Le premier succès concret survient en novembre 1930, lorsqu’un pathologiste de Sheffield parvient à guérir l’infection oculaire d’un nouveau-né grâce à des extraits de moisissure, le sauvant de la cécité. Mais il faudra attendre le début des années 1940 pour que la découverte prenne toute son ampleur. À Oxford, deux scientifiques reprennent les travaux, cultivent la souche à grande échelle et réussissent enfin à isoler une infime quantité de pénicilline. La Seconde Guerre mondiale accélère tout : la production industrielle s’organise aux États-Unis, transformant cette moisissure improbable en médicament capable de sauver d’innombrables soldats. En 1945, Fleming et ses deux successeurs reçoivent le prix Nobel de physiologie ou médecine.
Quand la négligence devient géniale : les leçons d’une découverte accidentelle
Cette histoire nous enseigne une vérité précieuse : les plus grandes avancées ne naissent pas toujours d’une planification impeccable, mais parfois d’un heureux concours de circonstances associé à un esprit prêt à saisir l’inattendu. Fleming aurait pu, comme tant d’autres, nettoyer ses boîtes sans y prêter attention. Sa curiosité a fait toute la différence.
Fait fascinant, l’homme moderne n’aurait pas été le premier à profiter des vertus de cette moisissure. L’analyse de plaque dentaire de Néandertaliens suggère que le Penicillium aurait déjà été utilisé il y a plus de 40 000 ans. De quoi rappeler que la nature détenait ce remède bien avant que la science ne le formalise, et que nos lointains ancêtres avaient peut-être eux aussi appris à en tirer parti, à leur manière.

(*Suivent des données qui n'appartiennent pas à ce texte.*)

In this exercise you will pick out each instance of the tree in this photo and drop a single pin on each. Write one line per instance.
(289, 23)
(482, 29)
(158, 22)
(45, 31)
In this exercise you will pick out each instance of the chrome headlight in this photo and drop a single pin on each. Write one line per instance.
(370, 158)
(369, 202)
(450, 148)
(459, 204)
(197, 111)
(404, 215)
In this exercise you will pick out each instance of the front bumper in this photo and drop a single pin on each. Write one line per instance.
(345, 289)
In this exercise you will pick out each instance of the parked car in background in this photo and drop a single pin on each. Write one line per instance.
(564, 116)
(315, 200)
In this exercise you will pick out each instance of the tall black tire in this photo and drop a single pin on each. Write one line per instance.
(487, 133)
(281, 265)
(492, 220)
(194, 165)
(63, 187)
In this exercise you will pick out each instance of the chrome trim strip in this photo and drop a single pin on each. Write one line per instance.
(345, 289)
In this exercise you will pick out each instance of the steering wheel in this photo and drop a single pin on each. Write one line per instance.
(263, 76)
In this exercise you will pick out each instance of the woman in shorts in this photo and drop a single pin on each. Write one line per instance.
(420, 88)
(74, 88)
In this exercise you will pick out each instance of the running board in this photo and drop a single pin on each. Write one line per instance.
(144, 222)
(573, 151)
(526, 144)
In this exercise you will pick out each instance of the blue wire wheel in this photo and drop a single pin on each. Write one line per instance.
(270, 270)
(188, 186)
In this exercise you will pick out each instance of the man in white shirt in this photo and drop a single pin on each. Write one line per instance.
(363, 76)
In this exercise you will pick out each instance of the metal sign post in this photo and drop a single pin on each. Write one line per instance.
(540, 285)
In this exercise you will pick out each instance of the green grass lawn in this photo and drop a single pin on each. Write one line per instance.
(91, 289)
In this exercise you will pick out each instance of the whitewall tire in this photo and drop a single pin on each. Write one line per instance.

De la boîte oubliée d’un laboratoire londonien à la pharmacie mondiale, la pénicilline demeure l’un des plus beaux exemples de sérendipité de l’histoire humaine. Elle nous invite à reconsidérer nos petites négligences quotidiennes : et si, parmi elles, se cachait un jour une observation capable de changer le monde ? La prochaine fois que vous hésiterez à jeter quelque chose sans y regarder de plus près, souvenez-vous d’Alexander Fleming.